It might have been 15 or 20 years ago when I heard it projected women worldwide would experience acceptance and equality around the year 9,000 and something. That seemed like an interminably long timeline. But that was before the Internet was a household experience bringing the condition of the world, and people who want to make it a better place, just a click away. I am hoping our ease with communication will now revise that timeline downward.
Former President Jimmy Carter’s new book, “A Call to Action—Women, Religion, Violence and Power,” encouraged me with his insight and frank writing. He wrote, “The relegation of women to an inferior or circumscribed status by many religious leaders is one of the primary reasons for the promotion and perpetuation of sexual abuse.” And, “…there is no greater challenge than the full embrace of women’s equal rights by religious leaders, institutions and believers alike.” Among the many shocking statistics Carter presented were 200 – 300 children are sold in Atlanta, GA each month, and if the perpetrators are caught, there is generally a $50.00 fine. The United States ranks 23rd in achieving equal status for women; and America is at the bottom, among industrialized nations, for women dying in child birth despite spending more per average patient. Worldwide there is genocide of girls, rape as a weapon of war; “honor” killings, usually by a male relative of any female only suspected of improprieties or refusing an arrange marriage; genital cutting; child marriage and dowry deaths.

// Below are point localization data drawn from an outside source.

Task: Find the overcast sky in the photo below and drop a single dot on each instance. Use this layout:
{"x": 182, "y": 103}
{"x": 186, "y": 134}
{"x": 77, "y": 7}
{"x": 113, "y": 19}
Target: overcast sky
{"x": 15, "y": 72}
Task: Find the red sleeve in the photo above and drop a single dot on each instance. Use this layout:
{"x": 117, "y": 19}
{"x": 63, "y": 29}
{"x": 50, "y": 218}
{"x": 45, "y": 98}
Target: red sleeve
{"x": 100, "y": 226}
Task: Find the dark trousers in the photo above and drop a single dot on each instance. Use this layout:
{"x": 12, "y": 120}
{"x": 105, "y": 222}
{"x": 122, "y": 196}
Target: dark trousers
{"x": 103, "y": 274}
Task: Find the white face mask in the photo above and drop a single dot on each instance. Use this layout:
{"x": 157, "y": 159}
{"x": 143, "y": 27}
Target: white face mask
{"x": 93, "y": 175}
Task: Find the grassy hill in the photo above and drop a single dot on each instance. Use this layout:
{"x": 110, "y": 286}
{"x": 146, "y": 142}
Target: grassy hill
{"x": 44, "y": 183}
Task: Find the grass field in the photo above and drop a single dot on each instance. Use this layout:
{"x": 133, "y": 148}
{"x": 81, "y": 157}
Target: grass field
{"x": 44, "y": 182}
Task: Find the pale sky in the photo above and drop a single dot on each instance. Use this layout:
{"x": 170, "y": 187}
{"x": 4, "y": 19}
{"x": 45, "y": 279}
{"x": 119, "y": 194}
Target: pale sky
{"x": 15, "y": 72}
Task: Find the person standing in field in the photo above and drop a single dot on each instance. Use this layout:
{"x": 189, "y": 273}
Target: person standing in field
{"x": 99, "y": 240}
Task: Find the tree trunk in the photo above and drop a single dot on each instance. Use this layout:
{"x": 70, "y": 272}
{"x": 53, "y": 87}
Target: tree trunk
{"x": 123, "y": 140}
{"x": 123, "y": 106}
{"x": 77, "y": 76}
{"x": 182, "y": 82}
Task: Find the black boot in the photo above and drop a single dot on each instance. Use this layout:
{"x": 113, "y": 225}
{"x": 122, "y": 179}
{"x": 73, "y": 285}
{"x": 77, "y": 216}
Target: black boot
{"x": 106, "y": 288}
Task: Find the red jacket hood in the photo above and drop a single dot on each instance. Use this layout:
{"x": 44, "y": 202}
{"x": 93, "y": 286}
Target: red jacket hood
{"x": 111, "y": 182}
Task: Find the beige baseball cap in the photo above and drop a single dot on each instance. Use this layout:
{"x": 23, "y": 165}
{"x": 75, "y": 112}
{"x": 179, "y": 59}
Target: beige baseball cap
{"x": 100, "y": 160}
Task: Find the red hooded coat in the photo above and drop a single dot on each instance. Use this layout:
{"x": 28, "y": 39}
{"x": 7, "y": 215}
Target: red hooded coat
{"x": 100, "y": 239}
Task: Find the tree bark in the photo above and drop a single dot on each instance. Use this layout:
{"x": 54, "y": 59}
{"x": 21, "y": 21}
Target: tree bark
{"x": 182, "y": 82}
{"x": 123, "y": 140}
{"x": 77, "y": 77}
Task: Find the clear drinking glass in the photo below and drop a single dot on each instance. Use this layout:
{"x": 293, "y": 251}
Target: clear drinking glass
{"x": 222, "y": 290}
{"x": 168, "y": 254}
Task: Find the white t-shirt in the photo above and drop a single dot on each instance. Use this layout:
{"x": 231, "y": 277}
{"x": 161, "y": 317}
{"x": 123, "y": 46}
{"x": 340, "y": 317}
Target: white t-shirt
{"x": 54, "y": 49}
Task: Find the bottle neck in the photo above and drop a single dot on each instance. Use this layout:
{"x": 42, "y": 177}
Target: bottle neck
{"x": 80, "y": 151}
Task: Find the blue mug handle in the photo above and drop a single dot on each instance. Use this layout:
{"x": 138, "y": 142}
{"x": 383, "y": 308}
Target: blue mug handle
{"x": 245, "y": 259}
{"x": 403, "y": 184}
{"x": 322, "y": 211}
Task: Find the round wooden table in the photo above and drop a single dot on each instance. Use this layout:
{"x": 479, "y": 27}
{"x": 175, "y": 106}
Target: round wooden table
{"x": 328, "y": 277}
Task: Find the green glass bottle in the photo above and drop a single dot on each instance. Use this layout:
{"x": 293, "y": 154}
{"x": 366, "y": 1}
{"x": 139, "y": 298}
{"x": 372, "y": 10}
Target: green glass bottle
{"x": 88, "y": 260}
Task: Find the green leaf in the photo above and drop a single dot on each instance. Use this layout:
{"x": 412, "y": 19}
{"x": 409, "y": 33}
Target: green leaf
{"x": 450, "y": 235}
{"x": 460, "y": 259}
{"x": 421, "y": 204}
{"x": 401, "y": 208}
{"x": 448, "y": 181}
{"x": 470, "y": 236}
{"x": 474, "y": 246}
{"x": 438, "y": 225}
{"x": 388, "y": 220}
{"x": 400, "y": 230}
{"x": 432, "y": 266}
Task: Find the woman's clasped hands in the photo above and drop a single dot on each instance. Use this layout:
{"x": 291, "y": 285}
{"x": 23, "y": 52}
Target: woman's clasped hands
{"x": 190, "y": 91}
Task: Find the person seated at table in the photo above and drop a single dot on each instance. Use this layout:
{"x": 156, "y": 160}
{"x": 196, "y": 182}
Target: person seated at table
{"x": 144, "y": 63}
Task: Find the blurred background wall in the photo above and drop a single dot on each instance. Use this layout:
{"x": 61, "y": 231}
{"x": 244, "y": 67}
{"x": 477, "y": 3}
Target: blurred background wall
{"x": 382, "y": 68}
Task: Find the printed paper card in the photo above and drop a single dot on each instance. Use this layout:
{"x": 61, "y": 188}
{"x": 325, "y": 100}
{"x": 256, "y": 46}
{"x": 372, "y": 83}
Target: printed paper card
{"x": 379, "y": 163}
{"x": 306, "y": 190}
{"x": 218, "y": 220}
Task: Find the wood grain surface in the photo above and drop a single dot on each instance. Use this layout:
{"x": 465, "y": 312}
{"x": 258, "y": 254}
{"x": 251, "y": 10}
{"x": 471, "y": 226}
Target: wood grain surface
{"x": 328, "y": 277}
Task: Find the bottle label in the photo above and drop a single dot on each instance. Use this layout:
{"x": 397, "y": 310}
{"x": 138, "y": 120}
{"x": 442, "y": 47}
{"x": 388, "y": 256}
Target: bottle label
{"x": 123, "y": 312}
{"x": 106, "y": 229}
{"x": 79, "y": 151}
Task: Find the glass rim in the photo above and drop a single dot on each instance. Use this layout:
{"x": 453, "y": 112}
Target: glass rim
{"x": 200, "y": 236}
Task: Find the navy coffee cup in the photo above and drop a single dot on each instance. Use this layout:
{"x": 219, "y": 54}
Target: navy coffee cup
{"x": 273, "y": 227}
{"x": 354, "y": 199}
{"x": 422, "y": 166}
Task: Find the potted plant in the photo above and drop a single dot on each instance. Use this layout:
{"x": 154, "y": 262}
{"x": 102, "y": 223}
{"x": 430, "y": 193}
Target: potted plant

Maybe the year 9,000 and something doesn’t seem so incredible after all.
I am grateful to former President Carter for his bold statements on religion and women, and the admission that he, and his wife Rosalynn, left their former church since it did not support the ordination of women. I felt supported for doing likewise. It is so encouraging to know that this former President, and his wife, continue to address serious problems in the world through their Carter Center, especially in areas where there is little other aid. And I am again reminded that the independence I enjoy today is because of other courageous men, women, and elected officials, whose efforts created the Civil Rights Act, with its prohibition of discriminating against women in the workplace.
What if we all voted for the best candidates to make our world a better place for everyone? How much faster would acceptance and equality be achieved?